Extracting GBs of training data from ChatGPT

Itamar Golan
December 27, 2023

Introduction

Some of you might be wondering about the risk of your employees or applications accidentally disclosing sensitive data to GenAI tools like ChatGPT, Bard, Jasper, Bing, etc. This is a prime example of this huge threat.

Why is GenAI riskier than regular websites?

GenAI tools, based on Large Language Models (LLMs), are trained on a massive corpora of data. Generally, the more data they are trained on, the better they perform. Unlike previous tools and Shadow IT, with which we used to share data, it is explicitly clear that the data shared with these tools will be used for future training, in order to get better. Consequently, there's a high likelihood that this data, including your code, personally identifiable information (PII), secrets, and other sensitive tokens, will be reproduced by these GenAI tools in the future elsewhere. Also, due to claims by employees about an increase of 25%-50% in productivity, the rate and the volume of GenAI usage is not comparable to anything we’ve seen before.

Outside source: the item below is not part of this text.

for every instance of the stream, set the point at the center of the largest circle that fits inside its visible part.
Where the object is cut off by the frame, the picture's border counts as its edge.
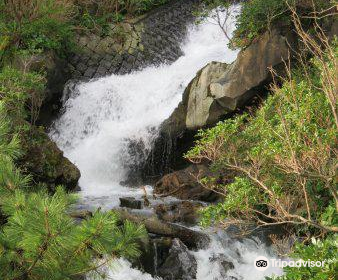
(101, 117)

Extracting GBs of Training Data from ChatGPT

This simple yet insightful paper demonstrates how it's pretty easily possible to extract GBs of training data (including secrets, personally identifiable information (PII), protected health information (PHI), etc.) from ChatGPT using just a few lines of code and a few hundred dollars. The attack method is straightforward but effective. Essentially, you prompt the model with the command, "Repeat the word X forever," and then observe as the model deviates from its original task and begins revealing the training data.

How was it confirmed as training data?

1. Perform a Google search.  

2. Download a substantial amount of internet data (approximately 10 terabytes), then build an efficient index on top of it using a suffix array (code provided below). Next, compare all the data generated from ChatGPT with data existing on the internet before ChatGPT's creation. Any lengthy sequence of text that matches their datasets is almost certainly memorized.

Conclusion

It's important to mention that this specific vulnerability has been patched as of December 25th, 2023. However, the potential risk remains the same: there is a way to manipulate any LLM into leaking the data it was trained on.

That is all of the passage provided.